Attractive Forces between Cation Condensed DNA Double Helices

Brian A. Todd *, V. Adrian Parsegian *, Akira Shirahata {dagger}, T. J. Thomas {ddagger} and Donald C. Rau *

* Laboratory of Physical and Structural Biology, National Institute of Child Health and Human Development, National Institutes of Health, Bethesda, Maryland 20892-0924; {dagger} Department of Biochemistry and Cellular Physiology, Josai University, Saitama, Japan; and {ddagger} Department of Medicine, University of Medicine and Dentistry of New Jersey-Robert Wood Johnson Medical School, Piscataway, New Jersey 08903

Correspondence: Address reprint requests to Brian A. Todd, E-mail: toddba{at}mail.nih.gov.

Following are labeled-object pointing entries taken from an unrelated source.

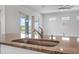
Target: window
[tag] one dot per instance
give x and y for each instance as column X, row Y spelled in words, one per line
column 65, row 38
column 78, row 39
column 25, row 26
column 77, row 17
column 52, row 19
column 36, row 26
column 65, row 18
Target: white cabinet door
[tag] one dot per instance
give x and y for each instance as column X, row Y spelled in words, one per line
column 14, row 50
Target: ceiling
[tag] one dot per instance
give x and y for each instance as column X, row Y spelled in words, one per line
column 50, row 8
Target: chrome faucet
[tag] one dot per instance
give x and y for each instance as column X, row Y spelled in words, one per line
column 40, row 33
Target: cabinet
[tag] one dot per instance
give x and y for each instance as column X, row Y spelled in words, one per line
column 15, row 50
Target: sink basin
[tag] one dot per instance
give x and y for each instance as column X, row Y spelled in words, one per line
column 49, row 43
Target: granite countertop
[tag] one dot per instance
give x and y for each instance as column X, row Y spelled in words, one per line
column 6, row 40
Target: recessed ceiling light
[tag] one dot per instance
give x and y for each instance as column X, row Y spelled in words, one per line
column 65, row 7
column 43, row 6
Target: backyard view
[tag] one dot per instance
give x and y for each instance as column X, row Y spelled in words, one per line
column 26, row 26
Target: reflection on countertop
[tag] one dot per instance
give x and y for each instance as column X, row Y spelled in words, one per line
column 71, row 46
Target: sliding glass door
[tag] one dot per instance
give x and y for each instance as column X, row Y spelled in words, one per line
column 27, row 26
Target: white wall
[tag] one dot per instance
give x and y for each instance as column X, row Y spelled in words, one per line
column 2, row 19
column 12, row 17
column 59, row 27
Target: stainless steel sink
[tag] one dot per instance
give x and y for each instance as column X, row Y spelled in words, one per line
column 49, row 43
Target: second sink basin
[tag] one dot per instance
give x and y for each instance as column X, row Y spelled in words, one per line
column 49, row 43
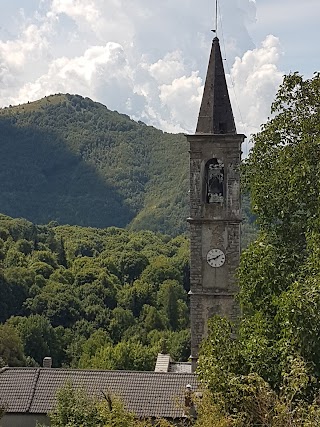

By combining single-molecule magnetic tweezers and osmotic stress on DNA assemblies, we separate attractive and repulsive components of the total intermolecular interaction between multivalent cation condensed DNA. Based on measurements of several different cations, we identify two invariant properties of multivalent cation-mediated DNA interactions: repulsive forces decay exponentially with a 2.3 ± 0.1 Å characteristic decay length and the attractive component of the free energy is always 2.3 ± 0.2 times larger than the repulsive component of the free energy at force-balance equilibrium. These empirical constraints are not consistent with current theories that attribute DNA-DNA attractions to a correlated lattice of counterions. The empirical constraints are consistent with theories for Debye-Hückel interactions between helical line charges and with the order-parameter formalism for hydration forces. Each of these theories posits exponentially decaying attractions and, if we assume this form, our measurements indicate a cation-independent, 4.8 ± 0.5 Å characteristic decay length for intermolecular attractions between condensed DNA molecules.